Bu noktada solun ve emek güçlerinin erozyonun yönünü sola çevirmesi gerekiyor. Sağlıkta Dönüşüm Programının ve Irak’taki ABD taşeronluğunun AKP’nin yumuşak karnı olduğu açık olmasına rağmen, bu zayıf halka sol açısından hiç de iyi değerlendirilmiyor. 20 Kasım’daki 80 bin kişilik “SSK’lar devredilemez” mitingine sol gruplar, onlarla veya yüzlerle ifade edilecek sayılarla katılıyor. Bu durum sağ
lık hakkı mücadelesinin son derece dar taleplerle sınırlandırılıp SSK’ların devrine indirgenmesini, güvence sorununun işçi sınıfının genel bir sorunu olarak değil örgütlü bir azınlığının sorunu olarak algılanmasını kolaylaştırıyor. Sağlık hakkı mücadelesini Emek Platformuna, savaş karşıtı mücadeleyi de İslamcılara ihale eden sol, önümüzdeki dönemlerde Türkiye’yi bekleyen olası kriz dinamiklerinin AKP’de yaratacağı erozyonun yatağını sağa teslim etmiş oluyor.

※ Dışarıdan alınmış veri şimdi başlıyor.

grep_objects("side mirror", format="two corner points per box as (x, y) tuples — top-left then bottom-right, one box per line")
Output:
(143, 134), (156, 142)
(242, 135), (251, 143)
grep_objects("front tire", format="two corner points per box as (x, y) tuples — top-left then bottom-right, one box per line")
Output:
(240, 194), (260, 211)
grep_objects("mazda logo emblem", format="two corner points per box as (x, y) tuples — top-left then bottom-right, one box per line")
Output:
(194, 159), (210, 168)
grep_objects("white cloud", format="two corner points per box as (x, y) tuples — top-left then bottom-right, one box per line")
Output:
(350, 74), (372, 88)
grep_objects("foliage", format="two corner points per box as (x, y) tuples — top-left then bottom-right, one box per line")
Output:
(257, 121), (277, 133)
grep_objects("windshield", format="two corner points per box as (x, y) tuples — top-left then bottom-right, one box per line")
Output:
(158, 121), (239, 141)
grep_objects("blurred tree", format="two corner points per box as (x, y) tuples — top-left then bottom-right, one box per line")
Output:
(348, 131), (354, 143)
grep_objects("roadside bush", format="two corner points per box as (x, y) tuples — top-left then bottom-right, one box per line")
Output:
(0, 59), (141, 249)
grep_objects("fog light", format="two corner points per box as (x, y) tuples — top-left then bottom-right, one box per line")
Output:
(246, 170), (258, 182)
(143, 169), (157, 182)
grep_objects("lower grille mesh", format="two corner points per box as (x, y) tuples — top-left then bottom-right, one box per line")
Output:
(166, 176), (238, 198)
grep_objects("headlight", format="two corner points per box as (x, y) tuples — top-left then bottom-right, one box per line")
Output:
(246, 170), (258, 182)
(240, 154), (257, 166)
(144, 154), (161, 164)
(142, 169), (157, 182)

Oysa başta da dediğimiz gibi bu memlekette sağcılık zorlaşıyor. Egemen sınıfların ve siyasi temsilcilerinin bitmeyen masalı, “Emperyalizmle bütünleşerek büyük devlet olacağız” yalanı inandırıcılıktan gitgide uzaklaşıyor. AB’ye entegrasyon süreci emperyalistlerin güncel ihtiyaçlarına bağlı olarak değiştirilebilecek şekilde tamamen belirsizleştirilirken, serbest dolaşımın kalıcı olarak engellenmesi, referanduma tabi kılınması, imtiyazlı ortaklık gibi ara formüllerin gündeme gelebilmesi gibi şartlar Türkiye’nin önüne konurken, Irak ve Afganistan işgalleri için taşeronluk görevleri tanımlanırken, IMF bankacılık yasasını onaylayan değil kaleme alan olmak isterken egemen sınıflar emperyalizme tam tabiiyet dışında bir alternatif üretemiyorlar. “Büyük-güçlü, bölgede belirleyici devlet” palavralarının, emperyalizmle muz cumhuriyetlerinin kurduğuna yakınlaşan bağımlılık ilişkilerini örtme olanağı her geçen gün azalıyor. Üstelik Türkiye’nin yakından ilişkili olduğu bölgede Irak’tan Filistin’e, İran’dan Ukrayna’ya fokurdamaya başlayan kazanın altına bir Rusya’nın, bir Çin’in; bir ABD’nin, bir İsrail’in odun atmaya devam etmeleri, emperyalizm işbirlikçiliği bakış açısıyla yapılan tüm uzun vadeli hesap-kitapların kısa sürede darma dağın olabileceği bir ortamı hazırlıyor.
Sağın işi zorlaşıyor, peki ya solunki?
Solun görev tanımı basit: Anti-emperyalist bir halk direnişini örmek. Ama bunun için gerekli olan şey emek örgütlerinden, sol örgütlenmelere kadar köklü bir yenilenme; işte bu da işin zor ve zahmetli kısmı.